Insights into the enhanced thermal stability of lysozyme with altered structure and activity induced by choline chloride-based deep eutectic solvents containing polyols and sugars

The stabilization of protein is crucial for its practical usage in industrial applications. This study sought to systematically determine how deep eutectic solvents (DESs) can stabilize proteins and affect their structure and activity by employing lysozyme as a model. Seven choline chloride (ChCl)-based DESs with polyols and sugars as hydrogen bond donors (HBDs) were evaluated as co-solvents at 10–75 wt% concentrations. The thermal stability (T_m) of lysozyme was improved by all DESs. The T_m increase had a positive correlation with the DES concentrations and the number of [sbnd]OH groups in HBDs.

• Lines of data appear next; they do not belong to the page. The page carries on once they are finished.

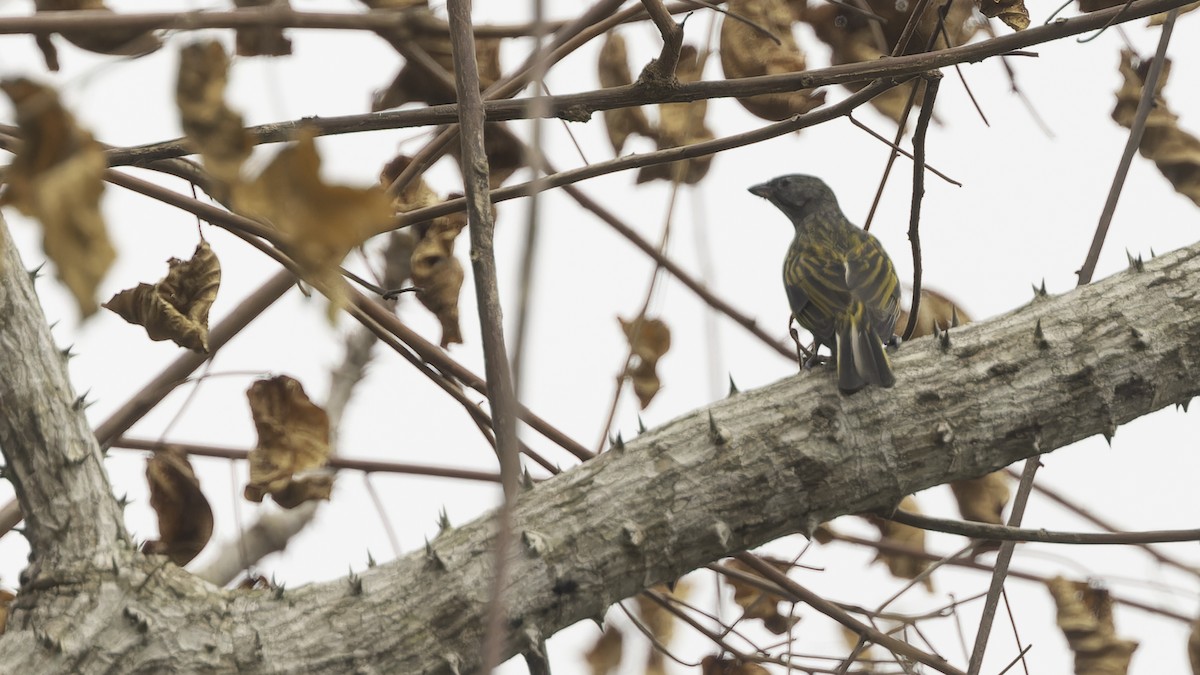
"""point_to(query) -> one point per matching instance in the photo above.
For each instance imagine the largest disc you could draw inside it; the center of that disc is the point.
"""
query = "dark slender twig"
(1135, 132)
(481, 226)
(336, 461)
(1003, 557)
(1006, 533)
(918, 193)
(579, 107)
(833, 611)
(881, 138)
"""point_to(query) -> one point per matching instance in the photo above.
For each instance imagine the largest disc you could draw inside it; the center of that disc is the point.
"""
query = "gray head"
(797, 195)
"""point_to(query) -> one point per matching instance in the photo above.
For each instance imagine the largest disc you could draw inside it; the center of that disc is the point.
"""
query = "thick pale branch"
(726, 478)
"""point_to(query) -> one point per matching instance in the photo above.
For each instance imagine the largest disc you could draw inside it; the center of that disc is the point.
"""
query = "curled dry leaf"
(682, 124)
(903, 565)
(935, 311)
(263, 41)
(760, 604)
(119, 41)
(425, 31)
(435, 269)
(185, 519)
(730, 665)
(319, 222)
(1175, 151)
(58, 177)
(613, 70)
(853, 39)
(293, 438)
(1012, 12)
(604, 657)
(211, 127)
(747, 52)
(648, 340)
(1085, 617)
(177, 308)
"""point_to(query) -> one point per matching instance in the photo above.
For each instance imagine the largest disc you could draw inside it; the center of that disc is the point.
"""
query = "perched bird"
(839, 280)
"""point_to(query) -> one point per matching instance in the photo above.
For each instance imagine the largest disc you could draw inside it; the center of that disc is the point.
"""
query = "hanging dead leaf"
(730, 665)
(1012, 12)
(210, 125)
(682, 124)
(6, 598)
(648, 340)
(903, 565)
(1175, 151)
(983, 500)
(760, 604)
(505, 153)
(118, 41)
(58, 178)
(1085, 617)
(747, 52)
(263, 41)
(438, 274)
(604, 657)
(185, 519)
(293, 440)
(853, 37)
(177, 308)
(613, 70)
(432, 35)
(319, 222)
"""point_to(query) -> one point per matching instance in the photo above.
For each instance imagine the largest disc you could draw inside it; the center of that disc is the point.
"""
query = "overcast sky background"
(1026, 213)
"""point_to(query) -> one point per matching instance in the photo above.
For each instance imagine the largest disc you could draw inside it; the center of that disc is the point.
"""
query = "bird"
(840, 282)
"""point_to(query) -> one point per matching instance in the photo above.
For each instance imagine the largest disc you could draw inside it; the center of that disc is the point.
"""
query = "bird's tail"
(862, 358)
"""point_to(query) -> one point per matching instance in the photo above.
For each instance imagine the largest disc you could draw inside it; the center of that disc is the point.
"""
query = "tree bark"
(732, 476)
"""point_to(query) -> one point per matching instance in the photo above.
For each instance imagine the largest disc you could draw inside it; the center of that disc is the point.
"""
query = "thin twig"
(1007, 533)
(833, 611)
(1135, 132)
(918, 192)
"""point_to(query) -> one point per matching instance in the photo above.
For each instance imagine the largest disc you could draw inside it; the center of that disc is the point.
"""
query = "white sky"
(1026, 211)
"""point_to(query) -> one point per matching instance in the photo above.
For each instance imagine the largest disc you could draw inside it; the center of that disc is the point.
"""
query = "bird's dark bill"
(762, 190)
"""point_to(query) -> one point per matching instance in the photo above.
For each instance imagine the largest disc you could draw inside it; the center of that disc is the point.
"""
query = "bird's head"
(796, 195)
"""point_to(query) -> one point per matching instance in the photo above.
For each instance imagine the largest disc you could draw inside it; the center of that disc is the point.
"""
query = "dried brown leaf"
(319, 222)
(263, 41)
(935, 311)
(613, 70)
(6, 598)
(1012, 12)
(1175, 151)
(747, 52)
(604, 657)
(730, 665)
(118, 41)
(1194, 647)
(293, 440)
(903, 565)
(414, 83)
(177, 308)
(1085, 617)
(210, 125)
(983, 500)
(648, 340)
(438, 274)
(185, 519)
(760, 604)
(58, 178)
(682, 124)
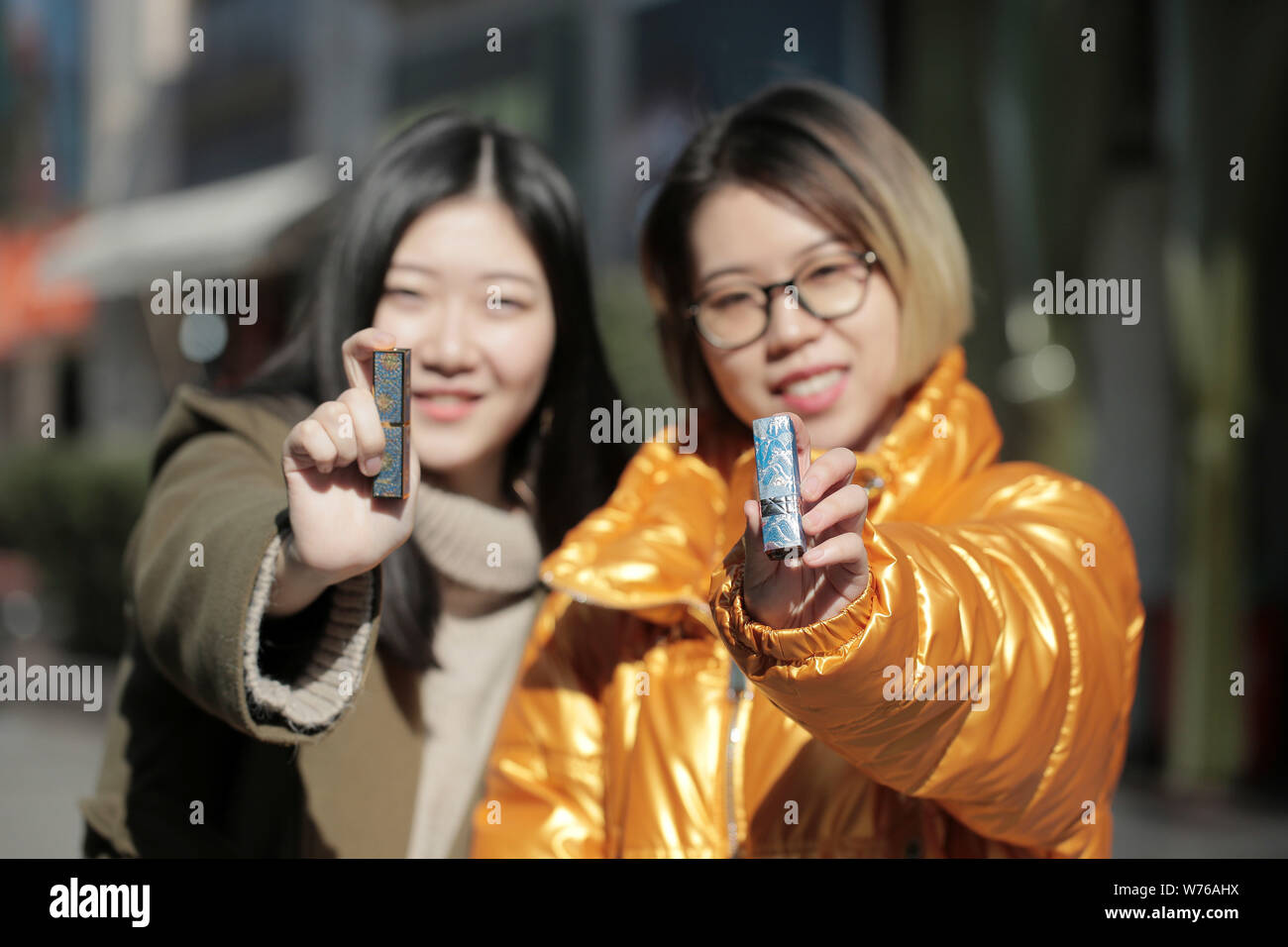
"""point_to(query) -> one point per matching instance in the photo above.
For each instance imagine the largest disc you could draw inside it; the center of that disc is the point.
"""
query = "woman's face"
(467, 292)
(837, 375)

Increased α-helical contents in all conditions partially support the protein stabilization by DESs. Lysozyme could maintain its native tertiary structure and activity at 10 wt% DESs. At higher concentrations, the polyol-class DESs yielded higher T_m and more structure compaction with lower activity suppression than the sugar-class solvents, which displayed discernable changes in their tertiary structure with possible binding at the active site of lysozyme. The hydrogen-bonding ability of HBDs was suggested to play a key role in both classes of DESs by increasing the hydrogen bond network around the protein, which could recruit a protective hydration layer and lead to structure compaction.